Kâfirler bugün en çok Ehad isminden rahatsız oluyorlar. Bizler Bilal (ra) gibi ne dediğimizi bilerek ve bütün sonuçlarını göze alarak “Ehad” demeliyiz. O, kızgın kumların üstünde, göğsündeki kayalarla “Ehad” diyordu. Kâfirler bunu duydukça daha bir hınçla saldırıyorlardı ona. Bayılıp kendinden geçiyordu ve ayıldığı zaman ilk sözü yine “Ehad” oluyordu.
اَلْأَحَدُ
EL-EHAD: “Sözlükte bir, tek, yegâne ve biricik anlamlarına gelir.”( Esma-i Hüsna, Doç. Dr. İsmail KARAGÖZ, s.107)

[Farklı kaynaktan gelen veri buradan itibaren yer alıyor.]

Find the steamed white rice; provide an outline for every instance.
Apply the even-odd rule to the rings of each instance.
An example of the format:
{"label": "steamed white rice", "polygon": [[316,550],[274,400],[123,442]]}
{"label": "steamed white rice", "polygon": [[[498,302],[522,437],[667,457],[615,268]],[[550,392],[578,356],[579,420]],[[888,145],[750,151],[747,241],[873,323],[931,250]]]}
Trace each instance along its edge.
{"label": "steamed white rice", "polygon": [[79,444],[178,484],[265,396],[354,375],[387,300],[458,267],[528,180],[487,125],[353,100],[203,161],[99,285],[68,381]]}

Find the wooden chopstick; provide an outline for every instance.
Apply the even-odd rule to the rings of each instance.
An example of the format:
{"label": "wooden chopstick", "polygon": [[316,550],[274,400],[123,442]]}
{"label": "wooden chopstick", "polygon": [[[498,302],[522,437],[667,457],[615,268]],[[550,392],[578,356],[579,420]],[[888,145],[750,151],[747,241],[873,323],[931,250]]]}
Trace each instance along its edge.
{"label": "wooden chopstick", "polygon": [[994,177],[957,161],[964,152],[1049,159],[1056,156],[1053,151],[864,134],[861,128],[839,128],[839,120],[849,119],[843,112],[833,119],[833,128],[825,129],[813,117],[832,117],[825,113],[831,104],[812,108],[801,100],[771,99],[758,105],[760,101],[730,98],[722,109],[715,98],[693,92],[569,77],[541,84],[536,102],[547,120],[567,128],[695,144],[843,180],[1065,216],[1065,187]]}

Istılâhi olarak El-Ehad; Erkeklik ve dişiliği olmayan,
El-Ehad; Zâtında eşi, benzeri, dengi ve ikincisi bulunmayan,
El-Ehad; Yegâne bir, tek.
Ez-Züccâcî (ra) der ki: “El-Vâhıdü’l-Ehad, Allah’ın bir ve tek olması terkibi genellikle birlikte kullanılır.” (Esma-ül Hüsna, Heyet, s.343)
a) “Ezelde yalnız Allah vardı. Başka hiçbir şey yoktu. Rasûlullâh (sav) şöyle buyurdu: “Sadece Allah vardı. O’nunla birlikte başka bir şey yoktu.” (Buhârî, “Bed’ül-Halk”, 1)
b) Bütün celâl ve kemâl sıfatları, sadece Allah’ta bulunmaktadır. Bu yönüyle yalnız O, bir ve tektir.
c) Bütün varlıkları idare eden ve işlerini yürüten yalnız O’dur. Bir şeyi yaratmak ve yapmak için herhangi bir maddeye, süreye, âlete ve hazırlığa ihtiyacı yoktur.”( Esma-ül Hüsna, Heyet, s.343)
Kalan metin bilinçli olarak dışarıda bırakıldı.